We are B2B and email delays can represent lost sales... just as email lost in quarantine due to excessive SPAM we have to sort through.
I have been adding domain names to the grelist "whitelist" but am looking for a way to generalize and speed up the process... or even (dare I mention it) be proactive.
My suggestion is allow a wildcard for the domain (for example: *.in.us) to catch all Indiana state email addresses or any other of the multi-domain combinations. It would also be convenient to put in an IP range or subnet to handle some of Google's commercial mail services (or other third party systems).

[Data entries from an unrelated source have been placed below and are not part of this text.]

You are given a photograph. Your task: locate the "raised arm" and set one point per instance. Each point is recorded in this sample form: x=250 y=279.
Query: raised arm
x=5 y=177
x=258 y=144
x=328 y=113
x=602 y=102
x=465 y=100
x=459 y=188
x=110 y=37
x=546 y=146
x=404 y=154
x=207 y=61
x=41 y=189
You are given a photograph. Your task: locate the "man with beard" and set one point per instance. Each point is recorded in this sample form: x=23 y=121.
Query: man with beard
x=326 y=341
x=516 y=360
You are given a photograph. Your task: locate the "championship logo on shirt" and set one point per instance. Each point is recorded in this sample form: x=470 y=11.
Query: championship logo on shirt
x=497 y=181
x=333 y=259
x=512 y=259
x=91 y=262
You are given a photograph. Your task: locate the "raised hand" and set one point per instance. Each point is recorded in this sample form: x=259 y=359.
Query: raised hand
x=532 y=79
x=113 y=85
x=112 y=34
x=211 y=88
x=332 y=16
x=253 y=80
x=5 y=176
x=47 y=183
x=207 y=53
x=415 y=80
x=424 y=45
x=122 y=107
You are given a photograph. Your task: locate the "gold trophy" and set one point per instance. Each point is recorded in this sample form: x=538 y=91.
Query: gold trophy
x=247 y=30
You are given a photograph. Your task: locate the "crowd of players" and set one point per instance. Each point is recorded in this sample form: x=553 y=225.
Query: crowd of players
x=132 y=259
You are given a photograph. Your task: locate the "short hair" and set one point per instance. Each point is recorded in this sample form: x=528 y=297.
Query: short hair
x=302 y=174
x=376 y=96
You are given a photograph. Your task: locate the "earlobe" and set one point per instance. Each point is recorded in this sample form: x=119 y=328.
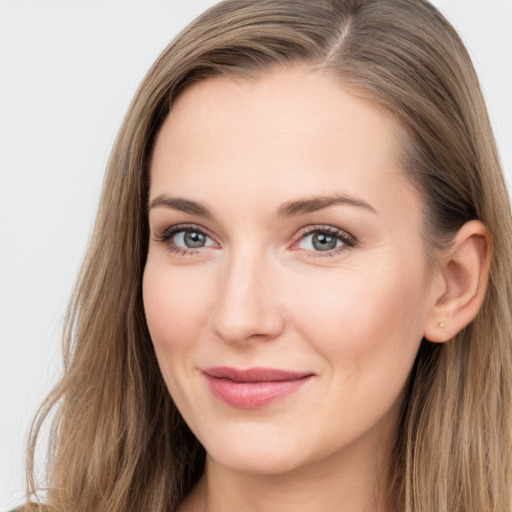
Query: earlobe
x=463 y=272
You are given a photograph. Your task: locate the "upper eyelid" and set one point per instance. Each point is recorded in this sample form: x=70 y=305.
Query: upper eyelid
x=171 y=231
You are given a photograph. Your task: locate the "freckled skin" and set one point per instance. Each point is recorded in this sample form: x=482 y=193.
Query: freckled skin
x=260 y=295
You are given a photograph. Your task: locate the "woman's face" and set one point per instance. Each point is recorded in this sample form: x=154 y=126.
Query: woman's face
x=286 y=288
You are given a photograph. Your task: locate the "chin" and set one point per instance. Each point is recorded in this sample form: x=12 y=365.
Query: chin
x=256 y=451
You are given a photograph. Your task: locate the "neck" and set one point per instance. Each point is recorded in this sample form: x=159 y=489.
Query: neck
x=345 y=482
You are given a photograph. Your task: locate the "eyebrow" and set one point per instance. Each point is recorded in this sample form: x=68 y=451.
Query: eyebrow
x=289 y=209
x=180 y=204
x=313 y=204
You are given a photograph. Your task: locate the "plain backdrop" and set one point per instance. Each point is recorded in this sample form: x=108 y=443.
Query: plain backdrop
x=68 y=70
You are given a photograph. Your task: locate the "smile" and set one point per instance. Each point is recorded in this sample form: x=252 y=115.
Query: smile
x=255 y=387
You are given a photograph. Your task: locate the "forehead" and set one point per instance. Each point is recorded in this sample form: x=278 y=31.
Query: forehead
x=291 y=133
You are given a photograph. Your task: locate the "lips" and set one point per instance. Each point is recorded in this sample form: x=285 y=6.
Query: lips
x=253 y=388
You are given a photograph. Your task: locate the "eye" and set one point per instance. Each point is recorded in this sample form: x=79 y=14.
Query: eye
x=325 y=239
x=190 y=239
x=185 y=239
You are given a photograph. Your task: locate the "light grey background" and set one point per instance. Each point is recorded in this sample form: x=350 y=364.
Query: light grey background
x=68 y=70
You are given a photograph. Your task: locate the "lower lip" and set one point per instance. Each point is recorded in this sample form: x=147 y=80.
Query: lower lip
x=253 y=395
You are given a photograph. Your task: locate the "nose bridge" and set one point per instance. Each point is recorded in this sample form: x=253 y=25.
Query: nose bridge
x=246 y=307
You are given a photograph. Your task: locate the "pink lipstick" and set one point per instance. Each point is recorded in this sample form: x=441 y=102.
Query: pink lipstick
x=255 y=387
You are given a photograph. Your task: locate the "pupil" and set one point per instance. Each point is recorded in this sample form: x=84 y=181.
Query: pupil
x=323 y=242
x=193 y=239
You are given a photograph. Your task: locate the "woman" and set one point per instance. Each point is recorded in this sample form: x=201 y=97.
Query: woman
x=297 y=296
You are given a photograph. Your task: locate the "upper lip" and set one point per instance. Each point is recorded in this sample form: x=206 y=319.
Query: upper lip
x=254 y=374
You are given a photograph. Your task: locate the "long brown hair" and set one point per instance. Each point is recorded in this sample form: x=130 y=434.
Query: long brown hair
x=118 y=444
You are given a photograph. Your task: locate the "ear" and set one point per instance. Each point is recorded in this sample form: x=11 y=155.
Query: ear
x=460 y=282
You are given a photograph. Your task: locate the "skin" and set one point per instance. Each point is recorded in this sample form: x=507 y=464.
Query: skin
x=259 y=293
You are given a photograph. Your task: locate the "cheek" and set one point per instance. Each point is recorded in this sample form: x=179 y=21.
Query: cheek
x=364 y=319
x=175 y=305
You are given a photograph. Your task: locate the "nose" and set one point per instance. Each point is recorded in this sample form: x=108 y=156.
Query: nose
x=247 y=306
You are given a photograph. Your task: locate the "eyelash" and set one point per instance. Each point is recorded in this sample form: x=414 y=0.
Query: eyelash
x=348 y=240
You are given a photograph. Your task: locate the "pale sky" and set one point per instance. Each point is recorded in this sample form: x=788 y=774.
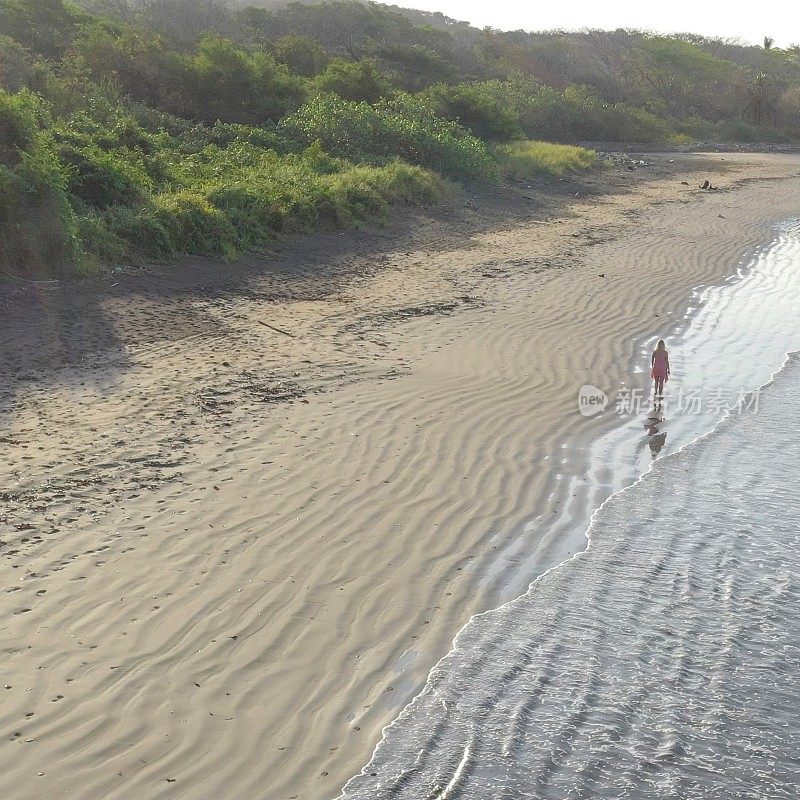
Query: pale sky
x=748 y=21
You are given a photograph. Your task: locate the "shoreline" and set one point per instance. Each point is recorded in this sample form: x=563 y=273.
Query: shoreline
x=451 y=371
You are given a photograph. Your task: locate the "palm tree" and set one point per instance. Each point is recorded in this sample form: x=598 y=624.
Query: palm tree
x=759 y=108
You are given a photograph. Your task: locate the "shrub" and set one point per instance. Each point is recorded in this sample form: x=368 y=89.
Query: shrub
x=404 y=127
x=38 y=228
x=524 y=159
x=353 y=80
x=480 y=107
x=101 y=179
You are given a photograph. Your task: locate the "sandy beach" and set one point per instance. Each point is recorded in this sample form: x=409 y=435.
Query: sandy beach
x=246 y=507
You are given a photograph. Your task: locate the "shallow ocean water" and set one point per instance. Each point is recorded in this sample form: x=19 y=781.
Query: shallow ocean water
x=663 y=661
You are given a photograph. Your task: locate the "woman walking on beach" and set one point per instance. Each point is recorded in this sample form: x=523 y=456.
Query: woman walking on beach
x=660 y=367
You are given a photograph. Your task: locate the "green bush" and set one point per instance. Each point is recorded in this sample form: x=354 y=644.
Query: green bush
x=38 y=228
x=525 y=159
x=353 y=80
x=404 y=127
x=101 y=179
x=477 y=106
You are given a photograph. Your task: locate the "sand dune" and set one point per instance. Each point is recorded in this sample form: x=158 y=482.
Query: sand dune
x=231 y=552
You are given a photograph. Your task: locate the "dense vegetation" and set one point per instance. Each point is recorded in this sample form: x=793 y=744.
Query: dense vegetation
x=159 y=127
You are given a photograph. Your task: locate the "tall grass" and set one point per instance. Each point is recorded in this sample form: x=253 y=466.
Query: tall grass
x=529 y=158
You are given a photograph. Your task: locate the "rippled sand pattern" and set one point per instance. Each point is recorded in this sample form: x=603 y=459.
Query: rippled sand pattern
x=662 y=662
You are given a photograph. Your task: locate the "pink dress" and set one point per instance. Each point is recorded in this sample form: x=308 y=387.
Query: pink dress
x=659 y=371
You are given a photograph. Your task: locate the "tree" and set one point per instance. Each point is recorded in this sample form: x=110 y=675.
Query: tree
x=354 y=80
x=759 y=108
x=302 y=55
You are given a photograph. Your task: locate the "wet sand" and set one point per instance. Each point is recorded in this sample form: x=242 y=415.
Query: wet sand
x=243 y=513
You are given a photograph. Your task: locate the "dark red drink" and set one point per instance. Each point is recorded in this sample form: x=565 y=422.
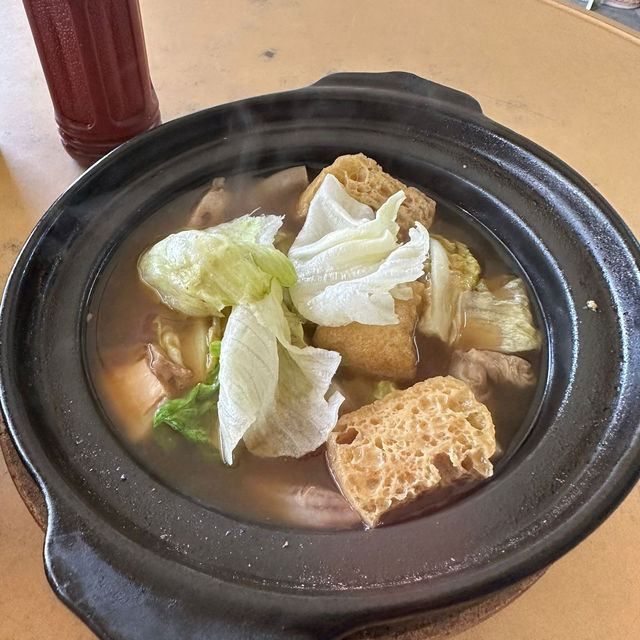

I have to agree. The delay due to whitelisting being enabled can be horrendous. I know that retries are controlled by the sending server, but it would be great to be able to be proactive and eliminate the unnecessary send/receive mail server chatter.
I have many employees that subscribe to newsletters and other information sources that do not distribute using conventional email servers. Greylisting -- an awesome feature that removes 2/3 of the spam coming to our server -- currently blocks all of these too. Yes, I can survey all our employees and then manually edit a file using NOTEPAD to add each newsletter's sending domain...but that's not very efficient. Wouldn't it be easier if "Greylisting" simply paid attention either to a master Domain list that is more conveniently maintained on the Console -- or better yet, the Allowed Senders lists maintained by each user. If they have a newsletter they like, drag it into their folder!
I agree with this request. Our primary reason for not turning on greylisting, is because of the delays. Anything that can be done to help speed up the management of speeding up greylisting would be greatly appreciated.
I like Doug VanOrnum's suggestion, of an easy to manage master list, to be used in conjunction with recipient's list of allowed senders.